Правду говоря, Полторацкий с некоторым усилием принудил себя, не перебивая, выслушать Николая Евграфовича. Вскипало раздражение: почему старик присвоил себе право судить, непозволительным образом смешивая при этом все на свете — голод, повальные болезни, участившиеся в последнее время ограбления, события в Коканде, манифестацию тринадцатого декабря, в день рождения пророка, будь он неладен, нелепую смерть Коровиченко, генерала, посланного Керенским усмирять Ташкент… по поводу которой Совнарком ясно выразил свое сожаление и не менее ясно осудил эту самовольную, жестокую расправу… Агапов, бывший тогда комиссаром по гражданской части, пытался его спасти, чуть ли не заслонял его там, в крепости, от солдатских ружей! Да понимает ли старик вообще причины всего происходящего?! В Коканде отряд Перфильева, расколотив Иргаша и раз и навсегда порешив с «автономией», действительно потрепал Старый город и его обитателей… Но неужто не слышал старик, какую картину застал отряд в европейской части города? Как находили там в разрушенных домах женщин с вырезанной грудью? Младенцев, чьи головки были размозжены о камни и стены? Неужели не знает Николай Евграфович, что толпа, тринадцатого декабря собравшаяся, чтобы мирно воздать хвалу Мухаммеду, была затем натравлена на Новый город, разбила тюрьму, освободила в числе прочих и Доррера, помощника Коровиченко, революционным судом приговоренного к трем годам и четырем месяцам заключения, и натворила бы еще немало, если бы ее не рассеяли ружейным огнем? И что Доррер в тот же день был убит распаленными солдатами? Но за жестокость, причем жестокость подчас слепую, ответственны те, кто установил и сохранял порядок вещей, отвергающий справедливость, оставляющий бедных — бедными, униженных — униженными, темных — темными. Теперь этот порядок ломается, он сломан уже, теперь восстанавливается в своих правах попранная справедливость. Высоко взметнулась, сильно ударила волна и многое перемешала. Минет время, прояснятся взоры… И кровь, пролитая под этими небесами и ушедшая в пески этой земли, даст начало новой жизни, которую мы сейчас, напрягая взгляд, уже различаем в не столь уж отдаленном будущем. Человечество растет, история вершится, и ныне, стало быть, пришла пора нам, в России, шагнуть выше, шагнуть первыми, открывая путь другим.

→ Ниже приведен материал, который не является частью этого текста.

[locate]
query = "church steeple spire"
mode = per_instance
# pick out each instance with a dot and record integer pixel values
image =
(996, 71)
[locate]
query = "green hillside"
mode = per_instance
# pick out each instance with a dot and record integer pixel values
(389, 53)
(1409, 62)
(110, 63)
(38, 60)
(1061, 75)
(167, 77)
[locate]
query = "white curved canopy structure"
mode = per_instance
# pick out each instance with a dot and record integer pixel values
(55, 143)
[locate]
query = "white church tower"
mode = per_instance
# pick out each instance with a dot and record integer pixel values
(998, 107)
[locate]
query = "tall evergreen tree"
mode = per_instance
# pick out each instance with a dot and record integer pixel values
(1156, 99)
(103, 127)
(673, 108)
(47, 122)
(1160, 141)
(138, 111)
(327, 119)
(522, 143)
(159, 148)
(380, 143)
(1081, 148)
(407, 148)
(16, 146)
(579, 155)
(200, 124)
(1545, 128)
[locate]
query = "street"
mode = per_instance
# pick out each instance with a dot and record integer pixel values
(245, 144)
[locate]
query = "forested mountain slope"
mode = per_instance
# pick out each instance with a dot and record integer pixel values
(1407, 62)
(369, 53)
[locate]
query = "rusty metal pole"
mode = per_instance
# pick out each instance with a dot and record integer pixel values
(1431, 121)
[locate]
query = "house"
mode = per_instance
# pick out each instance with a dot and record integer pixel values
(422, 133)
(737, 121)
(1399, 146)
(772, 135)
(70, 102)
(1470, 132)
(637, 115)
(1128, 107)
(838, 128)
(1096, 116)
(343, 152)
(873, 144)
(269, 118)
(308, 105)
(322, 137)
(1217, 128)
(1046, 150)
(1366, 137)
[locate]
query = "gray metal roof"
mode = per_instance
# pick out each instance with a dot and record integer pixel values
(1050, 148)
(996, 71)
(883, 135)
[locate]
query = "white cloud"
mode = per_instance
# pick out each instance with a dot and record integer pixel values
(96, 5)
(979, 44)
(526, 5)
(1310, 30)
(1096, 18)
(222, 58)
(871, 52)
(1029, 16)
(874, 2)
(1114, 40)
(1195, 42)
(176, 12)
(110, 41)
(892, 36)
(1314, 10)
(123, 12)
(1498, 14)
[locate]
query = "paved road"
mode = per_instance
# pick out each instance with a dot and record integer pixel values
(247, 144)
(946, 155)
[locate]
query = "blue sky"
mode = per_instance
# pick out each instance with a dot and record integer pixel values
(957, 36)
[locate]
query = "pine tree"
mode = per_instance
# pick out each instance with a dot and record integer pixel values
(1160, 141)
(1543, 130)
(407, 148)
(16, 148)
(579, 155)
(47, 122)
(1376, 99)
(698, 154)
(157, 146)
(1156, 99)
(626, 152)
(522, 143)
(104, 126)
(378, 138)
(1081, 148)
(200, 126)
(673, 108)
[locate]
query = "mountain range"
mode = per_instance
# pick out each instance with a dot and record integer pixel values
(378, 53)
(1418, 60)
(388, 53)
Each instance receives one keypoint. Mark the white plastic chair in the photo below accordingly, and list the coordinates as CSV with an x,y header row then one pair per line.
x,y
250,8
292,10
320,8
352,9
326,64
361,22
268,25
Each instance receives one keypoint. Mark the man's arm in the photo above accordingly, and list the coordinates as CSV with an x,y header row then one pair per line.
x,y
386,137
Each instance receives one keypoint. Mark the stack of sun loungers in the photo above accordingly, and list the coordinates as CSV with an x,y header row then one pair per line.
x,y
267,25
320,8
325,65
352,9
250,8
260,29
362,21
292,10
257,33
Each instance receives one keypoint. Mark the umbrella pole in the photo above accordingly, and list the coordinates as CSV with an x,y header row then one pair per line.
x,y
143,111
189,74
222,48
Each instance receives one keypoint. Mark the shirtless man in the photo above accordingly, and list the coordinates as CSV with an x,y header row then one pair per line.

Так думал Полторацкий, внимая Савваитову, и так постарался ему ответить, с великим тщанием подбирая слова и все равно морщась и досадуя, что высказанная мысль неприметным, но мучительным для него образом растрачивала по дороге к слову свой жар, свою вескость и точность. И, возможно, именно поэтому на лице Савваитова, теперь уже освещавшемся не только слабым пламенем лампы, но и бледным, неверным светом перелома ночи и дня, он затруднялся прочесть первый, еще не выверенный и не взвешенный разумом, а вышедший непосредственно из сердца отклик. Хотя, с другой стороны, можно было предположить, что сегодняшняя откровенность хозяину вообще не свойственна и что он умеет держать в узде свои чувства. Раздражение между тем ушло, Полторацкий сидел на кровати, свесив ноги и ощущая, как по низу едва заметно тянет робкой прохладой, на короткое время отделившей душную грозовую ночь от наступающего раскаленного дня, смотрел поочередно то на Николая Евграфовича, то на портрет задумчивого молодого человека и со счастливым, радостным чувством воспринимал заполняющую все его существо ясность. Она словно приоткрывала ему завесу времен, и он, не колеблясь, бесстрашно заглядывал в будущее, твердо зная, каким оно должно быть, и со спокойной уверенностью убеждаясь, что оно не обмануло его чаяний и надежд. Там был свет, была справедливость, было обретение вековечной мечты… Было ли там место ему, Полторацкому, он не знал, да ото и не казалось ему важным.
— Вот так, Николай Евграфович. А мы все со старыми мерками… Кругом жизнь новая начинается, а мы от нее хотим, чтобы она покой наш привычный… наши представления не трогала. Я вас слушал и думал, что вы похожи на человека, который в чистом иоле угодил под проливной дождь, по которому земля стосковалась, но хотел бы сухим остаться. По нему хлещет, а он возмущается: неправильно! я не хочу! Может быть, Николай Евграфович, вы даже простудитесь под этим дождем, но он земле нужен.
Пламя в лампе вспыхнуло последний раз, изошло черным дымом и погасло.
— Керосин кончился, — пробормотал Савваитов.
За окном, в ветвях тополя, пробуждаясь от недолгого птичьего сна, закопошились и сразу же завели свое воркование горлинки. Они словно перекатывали в сизых горлышках каплю холодной чистой воды, и звук этот, постепенно усиливаясь, наполнялся тревожным ожиданием.
— Прошу простить великодушно, — тяжело поднимаясь, произнес Савваитов. — Не предполагал беспокоить вас своими умствованиями. Солнце еще не взошло, можно поспать часок-другой. — Он налег на палку, готовясь шагнуть, но тут же, качнув головой, сказал: — А ведь я по делу к вам заглянул. Во-первых, вам письмо, — из кармана халата Николай Евграфович извлек конверт и положил его на стол. — Принес узбек, сунул в руки и убежал. Написано: «Комиссару труда Полторацкому». И во-вторых. Заходила вчера некая барышня, спрашивала вас и даже ожидала, и ваш покорный слуга, дабы не ударить в грязь лицом, угощал ее чаем…
Полторацкий его перебил:
— Барышня… Что за барышня?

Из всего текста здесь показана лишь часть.